HenriDeh commented 1 year ago

I found a critical bug in MutliplexTrace: MWE:

t = MultiplexTraces{(:state, :next_state)}(Int[])
for i in 1:5
    push!(t, (; state=i))
end
#new episode
for i in 1:5
    push!(t, (; state=i))
end

these loops mimic what happens during the run loop when two episodes of length 4 are pushed to the trace (5 being the terminal state). Now indexing t at index 5 should return (state = 1, next_state = 2) but instead it returns (state = 5, next_state = 1): it mixes two episodes. You can also see that length(t) == 9 even though it should be 8.

This is a huge problem, it makes the learning of basically every algorithm in RL.jl incorrect. @jeremiahpslewis

HenriDeh commented 1 year ago

In other words, MultiplexTrace lacks the ability of discerning elements that are multiplexed (both a state and a next_state) and those that are only next_state.

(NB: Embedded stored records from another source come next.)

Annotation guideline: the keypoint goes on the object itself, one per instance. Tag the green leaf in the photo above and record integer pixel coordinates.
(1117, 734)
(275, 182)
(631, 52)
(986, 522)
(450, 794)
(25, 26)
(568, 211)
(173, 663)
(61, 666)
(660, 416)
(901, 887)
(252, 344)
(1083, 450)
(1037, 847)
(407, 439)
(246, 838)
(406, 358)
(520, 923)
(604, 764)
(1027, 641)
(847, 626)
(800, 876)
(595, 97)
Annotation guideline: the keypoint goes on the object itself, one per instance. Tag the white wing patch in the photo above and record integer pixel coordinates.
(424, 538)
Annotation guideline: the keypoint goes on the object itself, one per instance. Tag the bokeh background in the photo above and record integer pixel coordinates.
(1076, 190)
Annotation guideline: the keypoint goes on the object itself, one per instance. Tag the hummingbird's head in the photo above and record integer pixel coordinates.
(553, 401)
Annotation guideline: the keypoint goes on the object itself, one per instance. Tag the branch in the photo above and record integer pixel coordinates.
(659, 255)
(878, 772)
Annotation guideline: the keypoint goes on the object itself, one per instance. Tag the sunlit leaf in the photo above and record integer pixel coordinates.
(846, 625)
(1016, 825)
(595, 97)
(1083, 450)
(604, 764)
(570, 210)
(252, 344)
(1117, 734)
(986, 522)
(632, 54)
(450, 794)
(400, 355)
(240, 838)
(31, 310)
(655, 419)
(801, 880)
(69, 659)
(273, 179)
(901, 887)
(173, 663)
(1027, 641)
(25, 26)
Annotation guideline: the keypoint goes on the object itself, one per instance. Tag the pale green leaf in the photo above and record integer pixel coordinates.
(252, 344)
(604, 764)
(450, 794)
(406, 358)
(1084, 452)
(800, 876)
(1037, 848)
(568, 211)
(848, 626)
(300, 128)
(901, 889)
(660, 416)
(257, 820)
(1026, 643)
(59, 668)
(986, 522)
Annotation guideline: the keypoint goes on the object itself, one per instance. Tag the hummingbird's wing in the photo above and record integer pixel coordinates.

HenriDeh commented 1 year ago

I noticed this issue while working on a way to store information about episodes while still allowing the use of fixed-sized replay buffers. This is currently impossible with the Episodes struct. I believe this issue can be solved by systematically using this approach. In a few words, it consists in tracking the start and end index of the traces in an episode. The reason I originally started implementing that is to allow MultiStepBatchSampler to work on episodes that do not end at a terminal state (among other reasons). A related PR will be published soon.

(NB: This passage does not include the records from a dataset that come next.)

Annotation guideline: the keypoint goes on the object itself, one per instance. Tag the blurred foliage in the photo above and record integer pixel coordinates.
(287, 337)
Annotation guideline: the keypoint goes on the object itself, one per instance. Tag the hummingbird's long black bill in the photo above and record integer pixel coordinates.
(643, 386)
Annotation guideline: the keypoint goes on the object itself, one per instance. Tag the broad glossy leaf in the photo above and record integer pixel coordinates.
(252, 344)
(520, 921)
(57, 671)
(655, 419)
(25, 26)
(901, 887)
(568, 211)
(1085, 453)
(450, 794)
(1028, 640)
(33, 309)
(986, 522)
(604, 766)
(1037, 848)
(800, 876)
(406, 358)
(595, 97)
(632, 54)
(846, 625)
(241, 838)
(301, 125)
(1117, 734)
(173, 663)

jeremiahpslewis commented 1 year ago

I've seen this issue before, I think. It's effectively a cold start problem, right? I have wondered from time to time whether from a Trace (but perhaps not from an RL algorithm) perspective, it's easier to think about state and prev_state, which is then clearly defined for every index including the final one? At the moment, an element only 'drops into' state after something has been pushed to next_state, but next_state is not defined / should be null for the final iteration within an episode. The nice thing about prev_state is that it's null (unless manually specified?) for element 1, which doesn't vary with step length within an episode. what I'm not saying is we should start renaming things, just how I've been thinking about it ;)

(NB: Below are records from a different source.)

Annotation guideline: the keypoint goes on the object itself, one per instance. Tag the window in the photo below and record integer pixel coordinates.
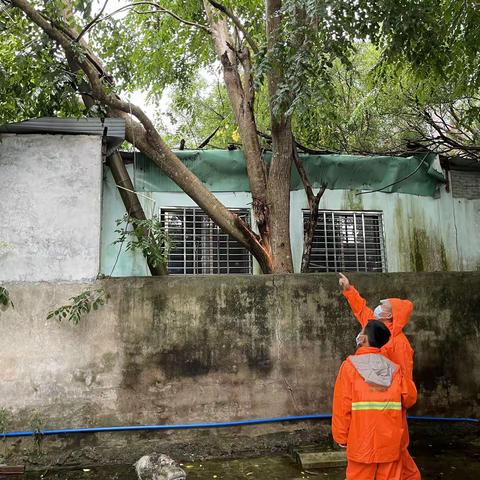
(200, 246)
(348, 242)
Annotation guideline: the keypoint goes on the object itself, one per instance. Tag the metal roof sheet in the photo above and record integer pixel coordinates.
(115, 127)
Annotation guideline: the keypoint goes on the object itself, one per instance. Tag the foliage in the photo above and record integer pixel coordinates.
(147, 236)
(80, 305)
(5, 300)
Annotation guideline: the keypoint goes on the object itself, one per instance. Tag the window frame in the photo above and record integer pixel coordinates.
(335, 214)
(216, 235)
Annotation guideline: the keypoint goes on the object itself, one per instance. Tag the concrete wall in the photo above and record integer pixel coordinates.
(50, 193)
(201, 349)
(421, 233)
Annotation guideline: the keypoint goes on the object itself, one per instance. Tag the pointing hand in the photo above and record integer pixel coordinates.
(343, 281)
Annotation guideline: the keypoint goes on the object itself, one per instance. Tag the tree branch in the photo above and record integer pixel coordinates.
(158, 9)
(225, 10)
(92, 22)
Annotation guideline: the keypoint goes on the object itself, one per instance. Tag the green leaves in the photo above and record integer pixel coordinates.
(80, 305)
(147, 236)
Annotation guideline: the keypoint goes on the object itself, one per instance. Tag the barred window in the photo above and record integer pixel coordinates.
(347, 242)
(200, 246)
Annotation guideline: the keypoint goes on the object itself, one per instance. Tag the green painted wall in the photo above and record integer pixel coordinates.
(421, 233)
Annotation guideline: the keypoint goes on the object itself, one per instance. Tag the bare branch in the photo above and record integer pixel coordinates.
(157, 9)
(92, 22)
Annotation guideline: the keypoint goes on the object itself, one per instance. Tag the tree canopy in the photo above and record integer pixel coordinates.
(342, 75)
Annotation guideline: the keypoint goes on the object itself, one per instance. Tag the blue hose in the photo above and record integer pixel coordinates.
(187, 426)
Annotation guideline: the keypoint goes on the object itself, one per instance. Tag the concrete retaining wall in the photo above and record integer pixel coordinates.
(200, 349)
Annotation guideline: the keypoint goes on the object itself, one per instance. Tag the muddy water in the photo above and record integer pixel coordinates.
(435, 463)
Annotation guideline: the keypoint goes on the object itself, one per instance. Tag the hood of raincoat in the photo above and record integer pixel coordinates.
(374, 368)
(401, 311)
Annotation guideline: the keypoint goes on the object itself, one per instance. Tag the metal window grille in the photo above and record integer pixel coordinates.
(348, 242)
(200, 246)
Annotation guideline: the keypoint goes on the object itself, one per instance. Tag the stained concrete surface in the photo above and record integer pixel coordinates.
(210, 349)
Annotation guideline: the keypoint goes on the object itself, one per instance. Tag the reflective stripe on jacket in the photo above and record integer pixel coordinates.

HenriDeh commented 1 year ago

How I'd like to rework this is to do (for the two episodes above):

idx    1 2 3 4 5 6 7 8 9 10
state  1 2 3 4 5 1 2 3 4 5
reward 1 2 3 4 u 1 2 3 4 u
ep#    1 1 1 1 1 2 2 2 2 2

where u is a placeholder for non-multiplex traces to keep the indexes aligned. And there's a Deque of episodes that tracks

ep1 => startidx = 1, endidx = 4
ep2 => startidx = 6, endidx = 9

indexing and consequently sampling would be disallowed for indexes 5 and 10. How to do this index rejection efficiently I don't know yet but I'll figure it out.